Second degré – Å l’Aurore

  

   « Dans les temps passés elle brillait splendide ; avec la même magnificence aujourd’hui elle éclaire le monde ; et dans l’avenir elle resplendira aussi belle. Elle ne connaît pas la vieillesse, immortelle, elle s’avance, toujours rayonnante de nouvelles beautés. »

 

    C’est bien parce que cette beauté nous aura atteints en plein cœur, Nous les appelés à être, que nous porterons nos yeux vers une lumière encore plus éblouissante, celle qui nous convoquera à notre horizon humain.

  

Troisième degré – Au Soleil

  

   « Il se lève du ciel, le Soleil brillant ; il va à sa tâche lointaine, éclatant de lumière ; - allons ! que les hommes aussi, réveillés et ranimés par lui, aillent à leur place et à leur tâche. »

  

   Voici, de l’Origine du Monde à la station finale de la vision du Soleil, après une initiation Aurorale, nous voilà enfin parvenus au sommet de la Ziggurat, au point le plus élevé de la Tour de Babel, là où notre regard enfin décillé peut voir les Choses en leur plus grande profondeur. Bien sûr cette pérégrination ressemble trait pour trait, à une Procession Mystique, à un Rite d’Initiation grâce auquel atteindre quelque Vérité cachée aux yeux des Mortels ordinaires. Certes.
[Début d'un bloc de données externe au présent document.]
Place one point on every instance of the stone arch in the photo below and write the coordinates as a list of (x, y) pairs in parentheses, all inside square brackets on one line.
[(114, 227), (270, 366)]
Parvenus à la plus grande hauteur, là où les mots vacillent, où la Matière se spiritualise, où les formes s’estompent, se fondent dans la nuit immensément ouverte du Ciel, où le regard s’allège, devient pareil à ces fins cirrus qui glissent, pareil à des voiles diaphanes, que dire, que prononcer qui ne soit consommé avant d’être produit, que penser qui déjà ne soit dissout dans une prochaine pensée, que méditer dont la consistance ne soit détruite à même la vacuité, la vanité des hypothèses ?  Nous sommes là, portés sur un si mince fil que, déjà, nous n’en percevons plus l’intime vibration.

 

Nous sommes en suspens

au-dessus de Nous-mêmes.

Nous ne nous abreuvons que de rosée,

ne nous sustentons que de brume,

n’avançons qu’au rythme d’une fugue.

Les Planètes font leur giration infinie.

Serons-nous au moins atteints

de cette « Musique des Sphères » ?

Elle seule pourrait nous dire

si notre quête d’Absolu présente encore

la forme de quelque nervure lisible

dans le lointain cosmos.

Le lointain !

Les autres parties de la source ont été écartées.